1946 —
La Liberté de l’Est
Galerie des Braves Gens
La belle ouvrage dans la paix comme dans la guerre
Un jeune Spinalien, l’un des héros des commandos qu’illustra Vuillaumé
Nous avons eu l’occasion d’évoquer la belle figure du magnifique soldat que fut le capitaine Vuillaumé, enfant d’Epinal, tombé glorieusement en Alsace à la tête d’un commando de parachutistes, en décembre 1945.
Si les chefs comme Vuillaumé ont inscrit dans le grand livre de l’Histoire des pages de gloire, il est juste de rappeler que les hommes des commandos furent dignes de leurs chefs. D’un courage indomptable et réfléchi, ils n’étaient pas, comme certains le croient trop volontiers, des baroudeurs avides d’aventure, des têtes brûlées...
Simplement des garçons qu’animait leur ardent amour de la Patrie.
On sait que parmi eux se trouvaient de nombreux Vosgiens. Voici d’ailleurs rappelée l’histoire de l’un d’entre eux, Spinalien comme Vuillaumé, et comme lui sans peur au combat.
André Paradis, demeurant 14 rue Jean-Charles Pellerin, employé comme ouvrier électricien à la maison Iung, avait été réformé pour faiblesse de constitution. Désigné pour le travail obligatoire, il dut comme tant d’autres quitter la France pour travailler chez l’ennemi. Mais ce Français de bonne trempe n’était pas du tout disposé à se plier aux exigences des nazis. A la première occasion, il s’évada d’Allemagne.

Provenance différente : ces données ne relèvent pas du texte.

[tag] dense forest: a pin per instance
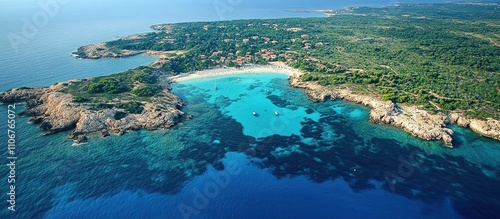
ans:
(443, 57)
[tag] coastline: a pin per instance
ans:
(417, 122)
(274, 67)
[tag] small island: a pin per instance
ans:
(415, 67)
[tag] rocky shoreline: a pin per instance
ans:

Son histoire devint celle de milliers d’autres jeunes gens : l’évasion de France, avec tous ses périls et toutes ses fatigues. Puis, après plusieurs mois d’internement dans un camp de concentration espagnol, l’arrivée au but tant désiré : l’Afrique du Nord.
Au débarquement de Saint-Raphaël, on le retrouve soldat des commandos, dans la compagnie Vuillaumé. Puis ce fut la campagne de France, l’Alsace, et enfin la déroute des nazis à laquelle ces héros prirent une large part.

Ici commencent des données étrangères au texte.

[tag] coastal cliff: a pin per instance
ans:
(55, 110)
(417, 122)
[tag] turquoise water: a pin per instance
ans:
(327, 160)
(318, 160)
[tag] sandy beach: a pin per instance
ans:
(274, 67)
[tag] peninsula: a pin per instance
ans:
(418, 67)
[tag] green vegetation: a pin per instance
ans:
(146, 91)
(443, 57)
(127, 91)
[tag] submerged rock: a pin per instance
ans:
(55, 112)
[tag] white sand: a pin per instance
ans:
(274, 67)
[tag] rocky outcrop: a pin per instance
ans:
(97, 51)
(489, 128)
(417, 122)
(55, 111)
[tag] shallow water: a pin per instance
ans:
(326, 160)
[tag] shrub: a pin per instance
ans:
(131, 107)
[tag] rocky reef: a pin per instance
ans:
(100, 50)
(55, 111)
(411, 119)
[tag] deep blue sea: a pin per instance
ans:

Le jeune Paradis aurait pu, en raison de sa spécialité, suivre tout simplement les troupes derrière le front dans un atelier où la main-d’oeuvre faisait défaut. Mais il n’avait affronté tant d’aventures que pour se battre. Les galons de caporal et deux magnifiques citations témoignent éloquemment de son courage.

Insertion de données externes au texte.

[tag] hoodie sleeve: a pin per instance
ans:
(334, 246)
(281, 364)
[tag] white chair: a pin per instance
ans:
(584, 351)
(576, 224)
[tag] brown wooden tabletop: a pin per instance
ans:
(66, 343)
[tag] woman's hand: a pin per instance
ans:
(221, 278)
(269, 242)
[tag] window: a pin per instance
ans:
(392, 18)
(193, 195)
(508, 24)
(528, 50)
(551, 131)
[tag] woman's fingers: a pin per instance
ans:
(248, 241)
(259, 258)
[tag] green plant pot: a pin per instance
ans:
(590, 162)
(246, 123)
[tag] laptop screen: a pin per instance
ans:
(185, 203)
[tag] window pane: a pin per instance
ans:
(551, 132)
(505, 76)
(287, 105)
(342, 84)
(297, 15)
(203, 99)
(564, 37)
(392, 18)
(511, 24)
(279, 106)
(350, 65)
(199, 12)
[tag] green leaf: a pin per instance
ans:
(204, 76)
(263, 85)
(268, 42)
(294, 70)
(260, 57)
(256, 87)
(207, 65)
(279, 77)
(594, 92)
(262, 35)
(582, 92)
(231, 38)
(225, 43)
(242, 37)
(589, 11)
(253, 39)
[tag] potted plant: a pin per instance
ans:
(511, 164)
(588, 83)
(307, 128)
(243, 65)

Démobilisé dès la fin des hostilités, il reprit la réparation et le montage des postes de TSF, en apportant à son travail, comme à la guerre, l’amour de la belle ouvrage et en oubliant, moderne cincernatus, qu’il fut un de Ceux des commandos.
Avec une pareille jeunesse, la France peut avoir une confiance en l’avenir, quelle que soit l’amertume des temps présents.